Overview
This node integrates with the Horizon Data Wave API to parse and crawl websites. Specifically, the Map operation discovers URLs starting from a given URL, optionally filtering them by a search term or limiting results. It can use sitemap.xml files and/or HTML links for discovery, and supports including subdomains in the results.
Common scenarios include:
- Generating a list of URLs from a website for further processing or scraping.
- Discovering site structure or content pages automatically.
- Filtering URLs based on keywords to focus on relevant pages.
For example, you might start from a homepage URL and map all linked pages containing a certain keyword, limiting the output to 1000 URLs.
Properties
| Name | Meaning |
|---|---|
| Base URL | Custom API base URL; leave empty to use the default Horizon Data Wave API endpoint. |
| URL | Starting URL for URL discovery (required). |
| Search Term | Optional keyword to filter discovered URLs by matching text. |
| Ignore Sitemap | If true, skip sitemap.xml discovery and only use HTML links for URL discovery. |
| Sitemap Only | If true, only use sitemap.xml for discovery, ignoring HTML links. |
| Include Subdomains | If true, include URLs from subdomains in the results. |
| Limit | Maximum number of URLs to return (default 1000). |
Output
The node outputs an array of JSON objects, each representing a discovered URL and its associated metadata as returned by the Horizon Data Wave API. The exact fields depend on the API response but typically include URL strings and possibly additional info about each link.
No binary data is output by this operation.
Dependencies
- Requires an API key credential for the Horizon Data Wave API.

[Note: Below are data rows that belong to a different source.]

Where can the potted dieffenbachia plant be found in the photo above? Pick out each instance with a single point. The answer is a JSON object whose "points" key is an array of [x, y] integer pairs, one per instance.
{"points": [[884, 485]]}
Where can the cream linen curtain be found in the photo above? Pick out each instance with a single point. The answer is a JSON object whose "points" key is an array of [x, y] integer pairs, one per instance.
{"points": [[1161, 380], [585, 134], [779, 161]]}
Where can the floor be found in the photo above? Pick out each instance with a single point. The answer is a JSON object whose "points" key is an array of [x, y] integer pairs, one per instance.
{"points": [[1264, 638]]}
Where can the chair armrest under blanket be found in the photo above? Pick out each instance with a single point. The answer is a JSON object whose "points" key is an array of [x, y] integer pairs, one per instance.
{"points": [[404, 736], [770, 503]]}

- The node makes authenticated HTTP POST requests to the API endpoints.
- Optionally configurable base URL for the API if not using the default.
Troubleshooting
Common issues:
- Invalid or missing API credentials will cause authentication failures.
- Providing an invalid or unreachable starting URL may result in errors or empty results.
- Setting conflicting options like both
Ignore SitemapandSitemap Onlymay lead to unexpected behavior. - Exceeding the limit or timeout constraints could truncate results.
Error messages:
- Errors from the API are propagated; typical messages relate to network issues, invalid parameters, or authentication failures.
- To resolve, verify API credentials, check URL validity, and adjust parameters accordingly.
- Use "Continue On Fail" option in n8n to handle errors gracefully if desired.
Links and References
- Horizon Data Wave API Documentation (generic reference, actual docs should be consulted)
- n8n HTTP Request Node documentation for understanding request options and authentication setup.